Leggett & Platt Incorporated (LEG)
Debt-to-equity ratio
Dec 31, 2023 | Dec 31, 2022 | Dec 31, 2021 | Dec 31, 2020 | Dec 31, 2019 | ||
---|---|---|---|---|---|---|
Long-term debt | US$ in thousands | 1,786,400 | 1,784,400 | 2,082,300 | 1,587,600 | 1,585,600 |
Total stockholders’ equity | US$ in thousands | 1,333,300 | 1,640,700 | 1,648,000 | 1,424,600 | 1,312,000 |
Debt-to-equity ratio | 1.34 | 1.09 | 1.26 | 1.11 | 1.21 |
December 31, 2023 calculation
Debt-to-equity ratio = Long-term debt ÷ Total stockholders’ equity
= $1,786,400K ÷ $1,333,300K
= 1.34
The debt-to-equity ratio of Leggett & Platt, Inc. has fluctuated over the past five years, ranging from 1.27 to 1.62. The ratio indicates that the company has mainly been financed by debt, with varying levels of leverage relative to equity. In 2023, the debt-to-equity ratio increased to 1.50 from 1.28 in 2022, suggesting a higher proportion of debt financing compared to equity. This could indicate a potential increase in financial risk as the company relies more on debt to fund its operations and growth.

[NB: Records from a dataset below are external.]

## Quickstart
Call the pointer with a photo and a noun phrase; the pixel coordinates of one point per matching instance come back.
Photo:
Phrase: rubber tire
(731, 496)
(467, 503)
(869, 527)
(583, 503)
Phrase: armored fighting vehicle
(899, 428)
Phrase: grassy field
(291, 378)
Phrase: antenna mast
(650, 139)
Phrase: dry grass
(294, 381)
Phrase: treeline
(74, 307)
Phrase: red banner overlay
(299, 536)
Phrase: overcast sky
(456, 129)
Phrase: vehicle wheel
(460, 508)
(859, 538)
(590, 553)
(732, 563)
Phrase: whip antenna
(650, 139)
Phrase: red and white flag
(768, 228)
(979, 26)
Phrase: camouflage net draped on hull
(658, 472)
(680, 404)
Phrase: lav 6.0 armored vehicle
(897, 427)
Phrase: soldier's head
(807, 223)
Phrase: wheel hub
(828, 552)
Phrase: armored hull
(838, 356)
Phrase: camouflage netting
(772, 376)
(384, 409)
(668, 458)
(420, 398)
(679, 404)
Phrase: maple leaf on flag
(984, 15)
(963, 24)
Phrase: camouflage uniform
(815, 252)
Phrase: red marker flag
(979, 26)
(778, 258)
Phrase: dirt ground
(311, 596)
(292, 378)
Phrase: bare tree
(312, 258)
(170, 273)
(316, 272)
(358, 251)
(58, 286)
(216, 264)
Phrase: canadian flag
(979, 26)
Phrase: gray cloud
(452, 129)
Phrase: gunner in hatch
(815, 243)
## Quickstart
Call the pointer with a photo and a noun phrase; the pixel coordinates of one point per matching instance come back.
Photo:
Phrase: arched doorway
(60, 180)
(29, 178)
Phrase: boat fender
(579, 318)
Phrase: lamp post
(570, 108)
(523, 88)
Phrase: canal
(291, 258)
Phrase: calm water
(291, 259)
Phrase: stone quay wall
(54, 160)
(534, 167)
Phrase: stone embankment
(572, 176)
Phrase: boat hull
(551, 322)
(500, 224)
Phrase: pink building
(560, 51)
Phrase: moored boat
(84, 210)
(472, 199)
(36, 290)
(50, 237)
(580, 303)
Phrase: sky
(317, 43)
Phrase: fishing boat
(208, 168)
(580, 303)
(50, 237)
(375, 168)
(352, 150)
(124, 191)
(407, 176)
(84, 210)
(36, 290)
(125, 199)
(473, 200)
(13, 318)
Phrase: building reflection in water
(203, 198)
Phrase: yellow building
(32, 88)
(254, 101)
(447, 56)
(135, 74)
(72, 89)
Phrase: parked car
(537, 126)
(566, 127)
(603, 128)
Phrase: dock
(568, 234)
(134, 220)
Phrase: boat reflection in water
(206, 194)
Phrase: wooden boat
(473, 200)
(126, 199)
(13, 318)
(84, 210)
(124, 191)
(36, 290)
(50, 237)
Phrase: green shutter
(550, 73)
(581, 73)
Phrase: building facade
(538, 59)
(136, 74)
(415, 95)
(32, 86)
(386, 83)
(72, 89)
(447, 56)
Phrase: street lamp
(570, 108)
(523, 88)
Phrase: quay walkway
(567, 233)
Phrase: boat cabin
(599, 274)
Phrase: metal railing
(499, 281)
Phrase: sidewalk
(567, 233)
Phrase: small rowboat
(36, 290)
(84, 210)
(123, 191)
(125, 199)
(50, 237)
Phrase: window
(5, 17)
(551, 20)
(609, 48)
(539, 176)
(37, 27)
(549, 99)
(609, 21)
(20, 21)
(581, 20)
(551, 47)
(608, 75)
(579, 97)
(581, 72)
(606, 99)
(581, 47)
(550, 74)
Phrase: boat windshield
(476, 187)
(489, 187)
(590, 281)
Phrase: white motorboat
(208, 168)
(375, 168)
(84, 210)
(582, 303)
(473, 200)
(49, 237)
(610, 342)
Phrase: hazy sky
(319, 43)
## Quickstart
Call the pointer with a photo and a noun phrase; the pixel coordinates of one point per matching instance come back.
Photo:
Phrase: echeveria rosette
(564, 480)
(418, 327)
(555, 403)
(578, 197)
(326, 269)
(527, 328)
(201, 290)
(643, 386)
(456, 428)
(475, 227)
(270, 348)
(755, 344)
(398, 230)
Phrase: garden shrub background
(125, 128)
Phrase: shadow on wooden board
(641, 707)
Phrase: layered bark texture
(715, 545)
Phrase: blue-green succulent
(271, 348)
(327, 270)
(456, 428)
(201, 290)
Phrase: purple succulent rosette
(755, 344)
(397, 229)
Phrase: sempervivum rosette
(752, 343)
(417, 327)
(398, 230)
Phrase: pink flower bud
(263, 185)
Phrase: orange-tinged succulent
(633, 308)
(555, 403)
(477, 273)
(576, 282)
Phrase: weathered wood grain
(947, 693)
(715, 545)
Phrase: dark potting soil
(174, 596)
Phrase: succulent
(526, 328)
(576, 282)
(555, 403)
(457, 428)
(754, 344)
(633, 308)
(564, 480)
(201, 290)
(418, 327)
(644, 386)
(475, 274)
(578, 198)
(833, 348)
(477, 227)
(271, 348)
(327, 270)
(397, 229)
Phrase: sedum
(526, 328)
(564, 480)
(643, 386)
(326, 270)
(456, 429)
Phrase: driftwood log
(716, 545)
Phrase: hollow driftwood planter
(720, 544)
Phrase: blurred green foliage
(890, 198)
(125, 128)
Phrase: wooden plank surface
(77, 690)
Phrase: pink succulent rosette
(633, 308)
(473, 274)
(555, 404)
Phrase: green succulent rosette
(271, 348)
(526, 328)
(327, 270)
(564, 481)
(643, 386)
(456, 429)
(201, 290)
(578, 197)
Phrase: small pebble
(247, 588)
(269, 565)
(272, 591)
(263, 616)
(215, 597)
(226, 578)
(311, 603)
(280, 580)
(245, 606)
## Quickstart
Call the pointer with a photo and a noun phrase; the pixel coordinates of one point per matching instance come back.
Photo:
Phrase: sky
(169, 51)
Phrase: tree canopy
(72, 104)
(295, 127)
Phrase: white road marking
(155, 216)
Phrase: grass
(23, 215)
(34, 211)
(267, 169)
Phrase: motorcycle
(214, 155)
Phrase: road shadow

It is important for investors and stakeholders to closely monitor changes in the debt-to-equity ratio, as a high ratio may imply increased financial leverage and associated risks. Conversely, a lower ratio may indicate a stronger equity position and greater financial stability. Assessing the trend in this ratio over time can provide insight into the company's capital structure decisions and financial health.